与此同时,她也从那人的脸上看出来欣喜的神色。
召存信带着人走进了屋,结果就看到了那人跪在地上,床上躺着老人的场面。
“金副官,这是?”
“这人拿了我们的安家费,却不愿意去当兵。”金副官拿着枪指了指对方。
直接把那人吓得一哆嗦。
“我让他把钱退了,这件事情我可以看在召大队长的面子上,就当没发生过。”
“但他说,二十块大洋全买药了。”
“可问题是,这个家里,别说二十块大洋的药,两块大洋的药都凑不出来。

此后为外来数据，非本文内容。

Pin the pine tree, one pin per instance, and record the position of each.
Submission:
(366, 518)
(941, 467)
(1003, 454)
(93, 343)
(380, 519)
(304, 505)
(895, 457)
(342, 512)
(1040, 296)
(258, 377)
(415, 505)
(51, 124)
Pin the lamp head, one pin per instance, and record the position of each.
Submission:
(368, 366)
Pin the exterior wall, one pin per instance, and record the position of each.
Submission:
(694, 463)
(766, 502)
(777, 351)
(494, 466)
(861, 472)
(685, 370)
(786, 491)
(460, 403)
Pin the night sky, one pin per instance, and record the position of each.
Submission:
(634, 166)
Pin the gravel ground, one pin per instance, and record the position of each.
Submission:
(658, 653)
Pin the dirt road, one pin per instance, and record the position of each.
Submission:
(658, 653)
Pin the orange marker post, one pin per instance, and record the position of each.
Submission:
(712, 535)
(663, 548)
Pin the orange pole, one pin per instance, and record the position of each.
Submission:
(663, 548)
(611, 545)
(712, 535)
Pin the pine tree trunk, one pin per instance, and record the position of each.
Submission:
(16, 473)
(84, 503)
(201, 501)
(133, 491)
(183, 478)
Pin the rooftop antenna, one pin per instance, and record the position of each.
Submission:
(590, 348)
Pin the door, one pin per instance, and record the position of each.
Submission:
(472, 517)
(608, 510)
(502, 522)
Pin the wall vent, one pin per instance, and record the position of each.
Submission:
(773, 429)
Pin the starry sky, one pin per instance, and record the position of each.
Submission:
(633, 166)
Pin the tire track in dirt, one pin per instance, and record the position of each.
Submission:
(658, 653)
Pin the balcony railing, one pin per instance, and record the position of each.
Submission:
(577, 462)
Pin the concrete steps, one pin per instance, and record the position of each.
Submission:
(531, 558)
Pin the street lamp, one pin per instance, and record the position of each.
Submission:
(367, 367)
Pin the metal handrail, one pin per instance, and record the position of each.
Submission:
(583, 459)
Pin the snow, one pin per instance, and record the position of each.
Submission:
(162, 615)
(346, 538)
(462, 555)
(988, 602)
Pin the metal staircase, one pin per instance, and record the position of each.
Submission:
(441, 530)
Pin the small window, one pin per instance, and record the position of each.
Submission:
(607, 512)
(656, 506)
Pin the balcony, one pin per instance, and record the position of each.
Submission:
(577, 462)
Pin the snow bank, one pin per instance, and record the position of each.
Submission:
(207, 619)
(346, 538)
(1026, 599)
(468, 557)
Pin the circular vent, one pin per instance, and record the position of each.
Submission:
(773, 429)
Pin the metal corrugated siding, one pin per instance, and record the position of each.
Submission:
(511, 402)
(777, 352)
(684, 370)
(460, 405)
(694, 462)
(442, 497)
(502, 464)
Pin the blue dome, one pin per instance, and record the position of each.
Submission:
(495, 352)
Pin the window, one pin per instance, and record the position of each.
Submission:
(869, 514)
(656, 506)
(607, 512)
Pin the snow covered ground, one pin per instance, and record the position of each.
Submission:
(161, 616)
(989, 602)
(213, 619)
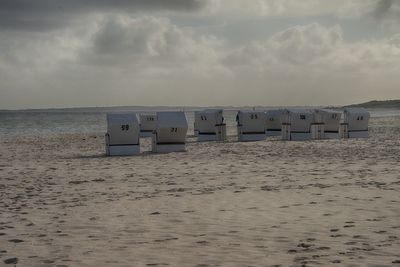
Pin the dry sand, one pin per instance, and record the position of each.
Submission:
(269, 203)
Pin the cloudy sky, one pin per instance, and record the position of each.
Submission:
(57, 53)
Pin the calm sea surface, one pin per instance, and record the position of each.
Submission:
(48, 122)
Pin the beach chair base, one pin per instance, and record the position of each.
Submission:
(358, 134)
(331, 135)
(168, 148)
(146, 134)
(300, 136)
(118, 150)
(273, 133)
(251, 137)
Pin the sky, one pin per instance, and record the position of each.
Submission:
(57, 53)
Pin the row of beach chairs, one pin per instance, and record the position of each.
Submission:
(168, 130)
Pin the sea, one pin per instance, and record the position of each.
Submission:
(42, 122)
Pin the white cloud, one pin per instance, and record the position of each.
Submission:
(147, 60)
(291, 8)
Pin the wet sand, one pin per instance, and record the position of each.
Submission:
(268, 203)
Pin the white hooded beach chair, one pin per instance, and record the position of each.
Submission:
(355, 123)
(296, 124)
(250, 125)
(170, 133)
(331, 123)
(147, 124)
(122, 137)
(209, 125)
(273, 122)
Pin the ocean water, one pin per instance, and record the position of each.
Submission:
(93, 120)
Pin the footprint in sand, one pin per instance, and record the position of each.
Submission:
(11, 261)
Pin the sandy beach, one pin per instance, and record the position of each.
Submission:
(267, 203)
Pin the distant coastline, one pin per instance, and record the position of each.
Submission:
(374, 104)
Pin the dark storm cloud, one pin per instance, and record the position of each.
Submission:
(47, 14)
(382, 8)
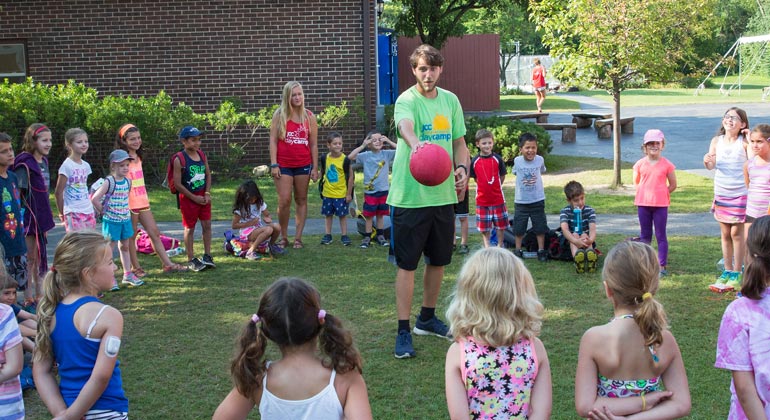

”
“召大队长,你倒是说说,这是怎么回事?”
召存信闻言,脸色顿时一黑。
“到底怎么回事?”
“我……”
召存信和跪着那个家伙用当地的方言沟通了几句,结果脸色更黑了。
“召队长,要嘛退钱,要嘛人跟我走,这个要求不过份吧?”金副官问道。
“不过份。”召存信点了点头。
“我不知道这人到底是被谁指使的来找我们远征军独立团的麻烦。”
“但看在你的面子上,我可以不追究。”
“不过,这次的事情要是没个交待,肯定会让人觉得我们好欺负。”
“所以,召队长,你的意思呢?”
“钱我给。”召存信黑着脸说道。
“好,中午之前送去营地。”金副官说完就往外走,“类似的试探到此为止了。”
“再有下一次,想想后果吧。”
说完就带着人撤了。
吉普车开出寨子的时候,金副官从后视镜里看见那个人站在院子里。
肩膀塌着,像是被人抽掉了脊梁骨。
第三个人留下的地址有问题,到了地方一查,查无此人。
“本地人吗?”金副官戏谑地笑了笑,然后直接带人找到了保安团这边。